Se agarró a mi cuello e intentó hablarme al oído, pero su padre nos separó sin contemplaciones. Desde que nació Amelia, estaba bastante claro que Encarna tenía celos y que reclamaba hacia sí misma una atención que hasta entonces nunca le había sido robada por nadie. Su hermano nunca le hizo sombra ni provocó en ella una reacción de envidia. Al contrario, deseos maternales de protección. Seguramente porque cuando aprendió a hablar, ya formaba parte aquel «Zenzo» de los elementos con que empezó a enriquecer su lenguaje, o porque, a pesar de ser varón, siempre se plegó a sus mangoneos; sumisión que, según Amelia, no ha desaparecido aún del todo. Lo cierto es que desde muy pequeñita llamó la atención por su desparpajo, capacidad de iniciativa y claridad de juicio. Por eso mismo resultaba más raro que de repente, cuando ya hablaba inglés, leía de corrido y era un líder en su colegio, se hubiera infantilizado tanto, especialmente en su relación afectiva conmigo. Eduardo sostenía, y posiblemente con razón, que yo estaba colaborando en aquel retroceso, porque la tenía demasiado consentida.

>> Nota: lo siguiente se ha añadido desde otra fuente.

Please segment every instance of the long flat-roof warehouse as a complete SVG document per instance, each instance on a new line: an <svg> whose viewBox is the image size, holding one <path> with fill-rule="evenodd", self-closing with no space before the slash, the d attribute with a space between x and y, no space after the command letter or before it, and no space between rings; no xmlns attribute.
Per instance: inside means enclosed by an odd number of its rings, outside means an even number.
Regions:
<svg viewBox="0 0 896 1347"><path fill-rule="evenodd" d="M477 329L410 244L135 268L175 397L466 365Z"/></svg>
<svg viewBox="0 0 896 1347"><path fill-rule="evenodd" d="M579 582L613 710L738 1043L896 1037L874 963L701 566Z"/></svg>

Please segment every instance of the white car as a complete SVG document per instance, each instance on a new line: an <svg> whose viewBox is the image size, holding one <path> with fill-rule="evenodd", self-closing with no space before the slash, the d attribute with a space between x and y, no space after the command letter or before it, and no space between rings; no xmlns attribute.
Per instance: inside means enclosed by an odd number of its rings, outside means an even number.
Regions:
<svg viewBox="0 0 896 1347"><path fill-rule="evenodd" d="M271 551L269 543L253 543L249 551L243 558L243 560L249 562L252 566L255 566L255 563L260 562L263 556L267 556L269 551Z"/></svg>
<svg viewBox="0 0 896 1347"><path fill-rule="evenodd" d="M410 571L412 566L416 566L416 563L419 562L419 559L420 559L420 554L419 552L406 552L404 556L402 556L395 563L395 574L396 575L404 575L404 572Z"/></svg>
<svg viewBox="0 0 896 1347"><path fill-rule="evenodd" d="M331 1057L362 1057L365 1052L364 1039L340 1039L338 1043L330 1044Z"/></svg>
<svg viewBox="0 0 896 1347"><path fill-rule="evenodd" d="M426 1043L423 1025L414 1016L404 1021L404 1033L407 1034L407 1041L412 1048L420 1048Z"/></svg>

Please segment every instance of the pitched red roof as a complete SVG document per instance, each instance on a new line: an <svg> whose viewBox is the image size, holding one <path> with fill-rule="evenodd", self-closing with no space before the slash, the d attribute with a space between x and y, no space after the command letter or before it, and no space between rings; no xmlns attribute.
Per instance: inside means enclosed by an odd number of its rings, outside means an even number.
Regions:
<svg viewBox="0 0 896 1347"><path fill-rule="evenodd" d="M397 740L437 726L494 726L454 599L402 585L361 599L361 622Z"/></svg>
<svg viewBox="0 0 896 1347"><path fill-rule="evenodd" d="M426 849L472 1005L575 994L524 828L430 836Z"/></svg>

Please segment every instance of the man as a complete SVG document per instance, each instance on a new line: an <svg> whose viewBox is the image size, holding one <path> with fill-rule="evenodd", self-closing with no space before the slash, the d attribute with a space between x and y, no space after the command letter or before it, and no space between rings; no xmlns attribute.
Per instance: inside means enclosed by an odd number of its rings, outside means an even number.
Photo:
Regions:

—Anda, vamos —le dije—, te acompaño a dormir y me cuentas lo que sea.

—No tiene por qué contarte nada que no pueda oír yo —dijo Eduardo muy irritado—. Ya está bien, Encarna, de mimos y caprichos sin fuste. Tienes ocho años.

—¿Y qué? —dijo ella—. Los mayores también tenéis secretos.

Y noté que le estaba costando tanto trabajo como a mí contener el llanto. Su padre la cogió de la mano.

—¡Basta! —dijo, autoritario—. A la cama te acompaño yo. O te vas sola. Como prefieras.

Ella se soltó de la mano de su padre y bajó los ojos.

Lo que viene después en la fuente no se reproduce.